Cryptic diversity within C. arabica
In this study, a large cryptic diversity was found within C. arabica using the delimitation method SLSD. There were detected a total of 18 unique delimitations, estimating to Latin America several lineages. However, this is contradictory regarding the studies that were made using different nuclear molecular markers, based on the allelic frequencies, which have reported that there is a low genetic diversity within C. arabica; justified by its tetraploid origin and its inherent reproductive mechanisms (Lashermes et al. 1997; Lashermes et al. 1999; Combes et al. 2000; Anthony et al. 2002; Bhat et al. 2005; Scalabrin et al. 2020).
Nevertheless, some studies are consistent with the obtained results, since in the last years have been developed studies in an interspecific level. For instance, Combes et al. (2000), report that exists a higher diversity of the introgressed varieties, different to the selection lines. On the other hand, recently Montagnon et al. (2021) reported the existence of another genetic group never described before, that comes from Yemen, and is different from those clusters already previously found for C. arabica in Ethiopia and Yemen. This endorses that the diversity of the species is not homogeneous; increasing in that way, the possibility of finding a higher genetic diversity inside C. arabica than the one which was already reported.

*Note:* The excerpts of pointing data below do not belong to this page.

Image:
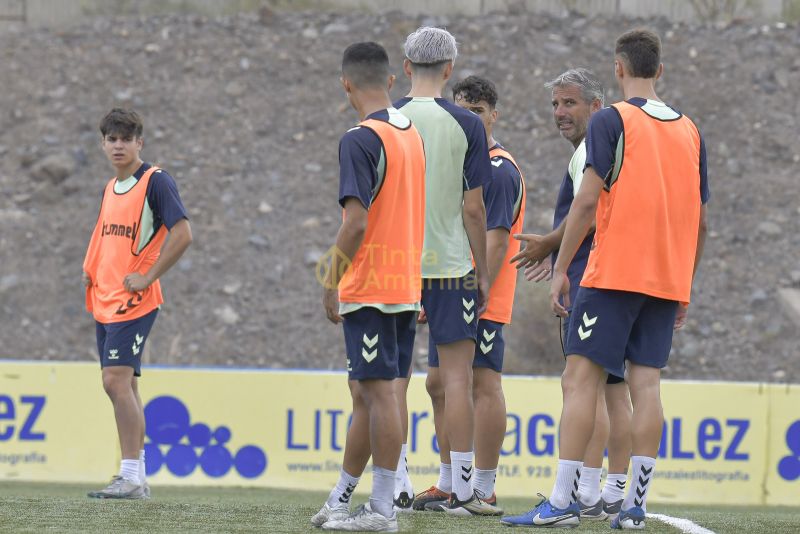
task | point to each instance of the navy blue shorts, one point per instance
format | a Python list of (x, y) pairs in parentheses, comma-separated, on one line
[(488, 352), (609, 327), (123, 343), (451, 305), (379, 345), (611, 378)]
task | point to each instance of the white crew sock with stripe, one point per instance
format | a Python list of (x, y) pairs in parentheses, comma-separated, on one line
[(614, 490), (445, 482), (641, 478), (565, 490), (402, 482), (462, 474), (484, 482), (142, 469), (343, 490), (589, 485)]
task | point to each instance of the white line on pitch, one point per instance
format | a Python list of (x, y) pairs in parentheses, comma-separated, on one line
[(684, 525)]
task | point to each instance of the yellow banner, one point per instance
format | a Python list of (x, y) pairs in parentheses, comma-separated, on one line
[(722, 442)]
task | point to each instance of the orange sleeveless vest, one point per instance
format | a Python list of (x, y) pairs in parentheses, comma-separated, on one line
[(501, 294), (647, 220), (387, 267), (116, 250)]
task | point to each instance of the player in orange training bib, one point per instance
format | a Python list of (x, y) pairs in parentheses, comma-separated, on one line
[(127, 255)]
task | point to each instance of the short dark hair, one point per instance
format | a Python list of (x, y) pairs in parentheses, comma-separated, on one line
[(475, 89), (641, 51), (124, 122), (365, 64)]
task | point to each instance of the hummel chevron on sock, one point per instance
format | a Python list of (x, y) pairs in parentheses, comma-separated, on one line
[(462, 474), (614, 490), (641, 476), (402, 482)]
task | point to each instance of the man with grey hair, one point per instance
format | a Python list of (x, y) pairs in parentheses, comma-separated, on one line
[(576, 95), (454, 293)]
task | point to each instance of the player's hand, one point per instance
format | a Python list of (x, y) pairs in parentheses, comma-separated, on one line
[(483, 293), (541, 270), (559, 288), (330, 301), (536, 249), (680, 317), (136, 282)]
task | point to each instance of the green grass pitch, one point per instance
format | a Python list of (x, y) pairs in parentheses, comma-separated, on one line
[(39, 507)]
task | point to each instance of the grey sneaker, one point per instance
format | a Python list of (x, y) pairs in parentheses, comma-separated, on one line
[(472, 506), (119, 488), (593, 512), (364, 520), (328, 513), (612, 509)]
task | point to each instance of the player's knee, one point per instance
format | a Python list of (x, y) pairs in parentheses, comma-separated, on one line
[(434, 387), (490, 392), (115, 386)]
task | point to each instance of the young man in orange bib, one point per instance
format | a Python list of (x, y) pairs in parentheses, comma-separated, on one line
[(504, 198), (645, 183), (374, 282), (127, 255)]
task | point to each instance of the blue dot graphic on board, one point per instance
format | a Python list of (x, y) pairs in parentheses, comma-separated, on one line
[(789, 466), (166, 420), (250, 461), (181, 460), (216, 461), (199, 435), (222, 435), (153, 458)]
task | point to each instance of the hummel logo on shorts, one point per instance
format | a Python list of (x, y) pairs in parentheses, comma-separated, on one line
[(369, 351), (469, 312), (588, 323)]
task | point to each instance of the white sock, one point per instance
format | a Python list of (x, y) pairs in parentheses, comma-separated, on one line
[(142, 470), (462, 474), (614, 490), (565, 491), (382, 489), (129, 470), (589, 485), (445, 482), (484, 482), (343, 490), (402, 482), (641, 478)]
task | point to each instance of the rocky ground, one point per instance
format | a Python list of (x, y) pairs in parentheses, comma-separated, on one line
[(246, 113)]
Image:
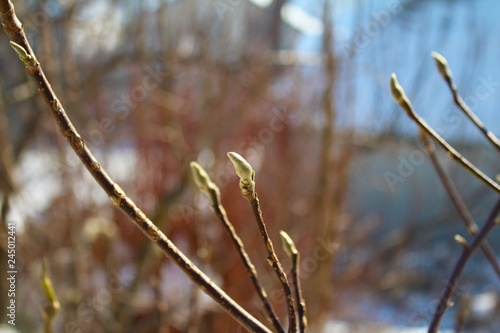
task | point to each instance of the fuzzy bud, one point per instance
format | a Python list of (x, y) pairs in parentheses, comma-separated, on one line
[(201, 178), (244, 171), (21, 52), (288, 244), (442, 66)]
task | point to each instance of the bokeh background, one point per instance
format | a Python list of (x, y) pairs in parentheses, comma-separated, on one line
[(300, 89)]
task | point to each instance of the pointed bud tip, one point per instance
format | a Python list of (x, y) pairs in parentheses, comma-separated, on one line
[(241, 166), (201, 177), (397, 91), (288, 244)]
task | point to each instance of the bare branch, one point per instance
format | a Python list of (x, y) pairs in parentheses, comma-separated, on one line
[(14, 30)]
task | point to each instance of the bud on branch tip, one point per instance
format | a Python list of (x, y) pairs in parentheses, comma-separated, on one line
[(288, 244), (201, 178), (21, 52), (244, 171), (397, 91)]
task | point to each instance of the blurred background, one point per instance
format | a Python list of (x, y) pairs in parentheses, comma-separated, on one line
[(300, 89)]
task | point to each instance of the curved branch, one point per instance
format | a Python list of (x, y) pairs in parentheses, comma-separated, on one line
[(14, 30)]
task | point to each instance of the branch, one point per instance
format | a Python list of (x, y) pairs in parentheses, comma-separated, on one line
[(400, 97), (208, 187), (247, 185), (291, 250), (472, 228), (445, 72), (447, 293), (14, 30), (51, 307)]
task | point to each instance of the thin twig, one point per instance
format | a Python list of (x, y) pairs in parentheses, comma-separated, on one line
[(206, 185), (472, 228), (447, 293), (51, 307), (400, 97), (14, 30), (291, 250), (247, 186), (221, 214), (445, 72)]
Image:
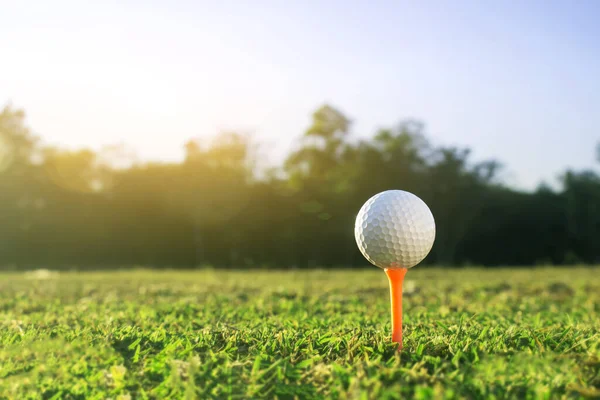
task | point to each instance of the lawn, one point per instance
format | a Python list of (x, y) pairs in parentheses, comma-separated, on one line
[(470, 333)]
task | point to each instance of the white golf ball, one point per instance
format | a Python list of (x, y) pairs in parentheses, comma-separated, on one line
[(395, 229)]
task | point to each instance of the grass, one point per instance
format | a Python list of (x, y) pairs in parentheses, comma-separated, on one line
[(469, 333)]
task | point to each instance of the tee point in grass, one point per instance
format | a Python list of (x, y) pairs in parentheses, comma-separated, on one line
[(395, 231)]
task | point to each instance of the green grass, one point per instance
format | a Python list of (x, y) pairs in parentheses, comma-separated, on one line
[(468, 333)]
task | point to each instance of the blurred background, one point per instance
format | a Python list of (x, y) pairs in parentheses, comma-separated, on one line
[(248, 134)]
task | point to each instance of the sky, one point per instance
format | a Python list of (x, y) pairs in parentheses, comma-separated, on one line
[(516, 82)]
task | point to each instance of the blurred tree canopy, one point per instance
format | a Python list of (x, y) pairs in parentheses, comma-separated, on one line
[(80, 209)]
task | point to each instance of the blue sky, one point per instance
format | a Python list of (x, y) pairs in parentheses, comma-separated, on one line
[(517, 82)]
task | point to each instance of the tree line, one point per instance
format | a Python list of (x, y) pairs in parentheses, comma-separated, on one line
[(87, 210)]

Likely, the explication of the contradiction of these results might be explained by four principal hypotheses: (i) the implementation of the SLSD method, which has already permitted the estimation of cryptic diversity in several taxa using phylogenetic information (Machado et al. 2018; Carvalho et al. 2019; Ximenes et al. 2021) revealing cryptic diversity. This differs from other studies that commonly use algorithms based on allelic frequencies; which require more demanding conditions to detect population differences, structure or existence of genetic clusters: being in Hardy-Weinberg equilibrium, having samples of robust size for the calculation of frequencies, as well as homogeneity of sample sizes between populations (Pritchard et al. 2000; Puechmaille 2016) (ii) The utilization of more variable and informative molecular markers such as the ITS gene has been reported to allow the analysis of intraspecific variation in some taxa and to determine relationships between closely related congeners and genera (Hao et al. 2015; Walker et al. 2022) (iii) There were included sequences of geographic regions that have never been sampled before, increasing the geographic area in the study, and expanding the possibilities of having a higher genetic diversity (Hensen and Oberprieler 2005; Hague and Routman 2016). (iv) The implementation of studies of genetic improvement by the means of new gene introgressions on C. arabica specie (Lashermes et al. 2010); these introgressed varieties are mixed with traditional varieties (Montagnon et al. 2019; Pruvot-Woehl et al. 2020). Moreover, the crops of coffee are currently put under different techniques of culture and abiotic changes, that provoke the action of micro evolutive forces, that over time module the genetic diversity and abilities of coffee species, which are nominated by Ferreira et al. (2020), like the humidity, altitude and pest resistance. Likely, it may be contributing to the formation of new lineages barely studied with better cup profiles, resistance to plagues and climate change, as it already happens nowadays in Colombia to the native varieties that are not genetically proven, as the varieties denominated colloquially Caturra Chiroso (Ruiz A.F, 2019; Personal communication. Coffee Laboratory Director in Chief, Servicio Nacional de Aprendizaje, Caldas, Colombia).